Oh, and I can also lay claim to being the product of past rapes. There’s a reason, you know, why Judaism is passed through the maternal line. It wasn’t because Jewish wives were routinely cheating with non-Jewish men. It was because rape was an ordinary fact of life for Jews, wherever they lived. The way to keep Judaism alive was to say that, whether the father was a Jew, a Cossack, a Nazi, or anybody else, that child was an innocent and valued life, and it would be raised within the Jewish tradition.

I think that rule explains why I have Native American blood in me. I’m pretty sure that my female Jewish forebearers from Russia were raped by Russian men who came from regions that had back and forth traffic over the Bering Land Bridge that once connected Siberia to North America. In other words, because I’m Jewish, I apparently have more Native American blood than Elizabeth Warren. Now that’s funny.

America’s Blacks need to stop claiming that they’re victims because of things that happened decades and even centuries ago. Or, if they’re going to play that game, they also should start pointing fingers at the African tribes that first enslaved their ancestors and marched them to the Muslim slave traders who sold them to the Europeans. When it comes to slavery, there’s a lot of guilt to go around.

People have come to America from the world’s worst hell holes. Those who abandoned victimhood and embraced certain universal values thrived: Work hard, stay married, bully your American kids into doing well in school, save money, stay out of trouble. It won’t work for everybody — there’s bad luck out there — but it works for almost everybody.

And here’s one other suggestion for Blacks who feel like perpetual victims. If you get pulled over for “driving while Black,” instead of talking about “systemic racism,” and blaming Whites and police, why don’t you blame the many Blacks who have stupidly embraced as their own the worst type of Southern White culture and committed the behaviors that lead today’s cops to view Blacks with suspicion? Subject to a small number of exceptions, these cops are not Bull Connor. They’re just people who recognize patterns. Blacks need to work within their own communities to end those exceptions.

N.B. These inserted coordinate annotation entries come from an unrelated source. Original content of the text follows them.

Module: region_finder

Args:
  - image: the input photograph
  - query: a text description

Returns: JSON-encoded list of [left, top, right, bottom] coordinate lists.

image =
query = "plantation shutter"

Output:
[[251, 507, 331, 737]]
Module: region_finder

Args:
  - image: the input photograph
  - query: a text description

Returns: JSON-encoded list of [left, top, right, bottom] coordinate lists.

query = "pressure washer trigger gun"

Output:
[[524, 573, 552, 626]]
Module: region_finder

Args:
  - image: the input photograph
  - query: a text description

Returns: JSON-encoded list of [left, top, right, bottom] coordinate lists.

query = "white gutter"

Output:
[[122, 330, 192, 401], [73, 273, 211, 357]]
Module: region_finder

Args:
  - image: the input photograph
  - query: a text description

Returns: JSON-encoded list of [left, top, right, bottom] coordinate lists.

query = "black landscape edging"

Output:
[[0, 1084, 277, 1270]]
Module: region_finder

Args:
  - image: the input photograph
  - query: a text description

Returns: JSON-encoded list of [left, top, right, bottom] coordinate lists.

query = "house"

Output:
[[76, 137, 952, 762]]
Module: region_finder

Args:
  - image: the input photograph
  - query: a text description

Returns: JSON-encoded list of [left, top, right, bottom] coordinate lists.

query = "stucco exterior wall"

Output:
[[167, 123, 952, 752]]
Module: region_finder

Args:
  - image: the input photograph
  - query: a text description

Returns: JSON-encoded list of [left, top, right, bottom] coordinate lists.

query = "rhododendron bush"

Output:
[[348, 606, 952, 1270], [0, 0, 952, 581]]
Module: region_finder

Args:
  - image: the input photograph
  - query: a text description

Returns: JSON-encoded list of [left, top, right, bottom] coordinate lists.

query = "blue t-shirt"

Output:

And now my rant is done — and it’s not racist because I’m giving Williams and other Blacks the respect due to anyone whom I see destroying his or her life with bad ideas. That is, I’m speaking the truth and offering useful advice from one who, in many ways, grew up a lot closer to slavery than Williams and others did. (And by the way, all people who escaped from a Communist country and those people’s children can lay claim to the same “slavery” victimhood talk too.)